The Bozeman Daily Chronicle (MT) describes an interlude of career counseling:

Climate change will affect much of the future, so young people might do well to turn the results into opportunity.

That was the message Nobel Laureate Steve Running gave to the more than 150 students and Bozeman residents that almost filled Reynolds Hall at Montana State University.

Running has lectured at MSU six or seven times in the past five years on climate change, so he said a better topic for this appearance would be how students can take advantage of the global change that is already occurring.

Running couldn’t help but reprise some of the work that he and other climate scientists continue to produce, showing how a continuing increase in the amount of atmospheric carbon dioxide corresponds with a warming climate and an increasing number of annual weather disasters.

High-school guidance counselors unite! April 3:

At first glance, the notion that global heating will open a plethora of new jobs seems fairly obvious. Whether it’s renewable energy technology, sustainable agriculture, the developing field of carbon sequestration, or a host of other vocations, there’s no doubt that a transformed climate will have impacts on employment everywhere throughout America and the world, which makes advice like that of climatologist Steve Running very important.
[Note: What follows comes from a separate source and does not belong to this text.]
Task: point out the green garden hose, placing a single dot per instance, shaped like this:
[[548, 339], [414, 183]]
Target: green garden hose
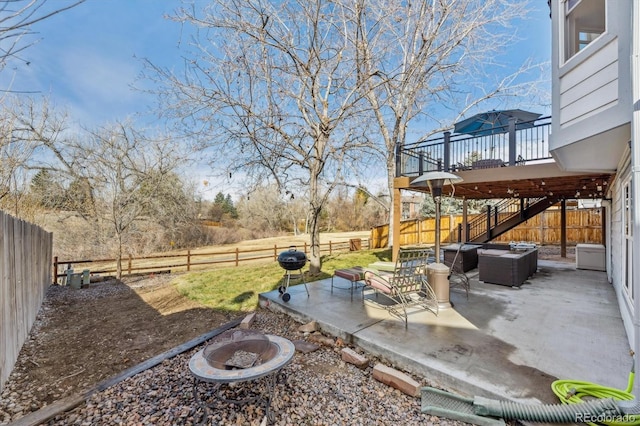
[[582, 402], [576, 392]]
But there is a necessary caveat. A stable climate is the stage upon which our civilizational drama unfolds, and the notion that our economy will remain stable and absorb its consequences is just that: a notion. Far more likely in the years to come is the kind of systemic collapse which will render all our economic preconceptions outdated and irrelevant.

Young people of course need to consider their futures — but a metastasizing greenhouse effect is a planetary disaster, not a career opportunity.